I feel total ambivalence for a book I'm reading called How to Become a Famous Artist and still Paint Pictures. I'm not used to reading a current title so unapologetically chauvinistic; the exclusively male pronouns and all the advice about how to deal with "the wife and kids", but it also has me stirred up.

"Take a weekend off...if possible, go somewhere you won't see people at all...ask yourself what you really want, whether you believe that you can achieve success and whether you're selfish enough to put yourself and your ambitions ahead of those who want something from you....the life of an artist isn't easy. There's no participation with the rest of the world. It's life on the outside looking in. But it's focused. A single, to hell with it all, mindedness that constitutes an artis't life and the singular drive behind it: his need to communicate what he feels and how he feels about the things he sees".
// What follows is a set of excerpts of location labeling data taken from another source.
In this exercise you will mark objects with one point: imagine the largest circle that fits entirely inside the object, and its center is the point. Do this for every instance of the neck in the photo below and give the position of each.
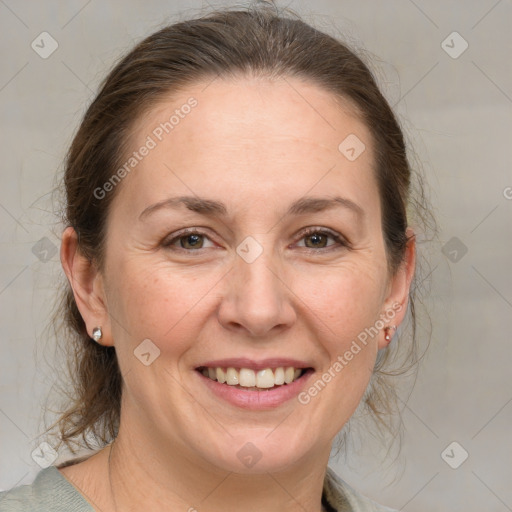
(146, 478)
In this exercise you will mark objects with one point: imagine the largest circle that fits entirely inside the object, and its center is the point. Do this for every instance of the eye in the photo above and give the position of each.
(319, 236)
(188, 239)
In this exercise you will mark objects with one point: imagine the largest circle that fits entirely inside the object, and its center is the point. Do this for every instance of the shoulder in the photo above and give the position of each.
(50, 491)
(344, 498)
But I already spend nearly every weekend without seeing or talking to anyone! So last night I went to a film called You and Me and Everyone We Know which I thought was *perfect*: quiet, funny and so touching and beautiful...perfect! Afterwards a friend and I met up with some other university folks for drinks... life can't always be from the outside looking in.

When I got home my mind was bursting with images and thoughts about life...all the suffering, the beauty...Mr. Innis was right about one need to communicate how I feel about the things I see. Now, to clean some brushes...

Replies: 3 Comments

on Tuesday, September 6th, greg said

Movies can be good like that! Yay she's cleaning brushes! :)

Send me the book when yer done - I have some wife and kids I need to take the weekend away from, and exclude them in my artistic singlemindedness ! =D
...gawd I'll never be an artiste if that's what it takes.

The Brothers grimm was a fun flick! Terry Gilliam always is so rich visually.

Did you see Red Eye yet?

on Tuesday, September 6th, Elise said

No, I didn't make it to see Red Eye yet, but I will, I hear it's more Hichcock than Wes Craven, it should be good.

And yah, this book is getting strange but it did have one good piece of advice about developing a "critical eye" is to have a mirror behind you and check to see how you painting looks in the mirror from time to time to get a different perspective.

on Tuesday, September 6th, Elise said

Oh, and Terry Gilliam is one of my fav directors of all time!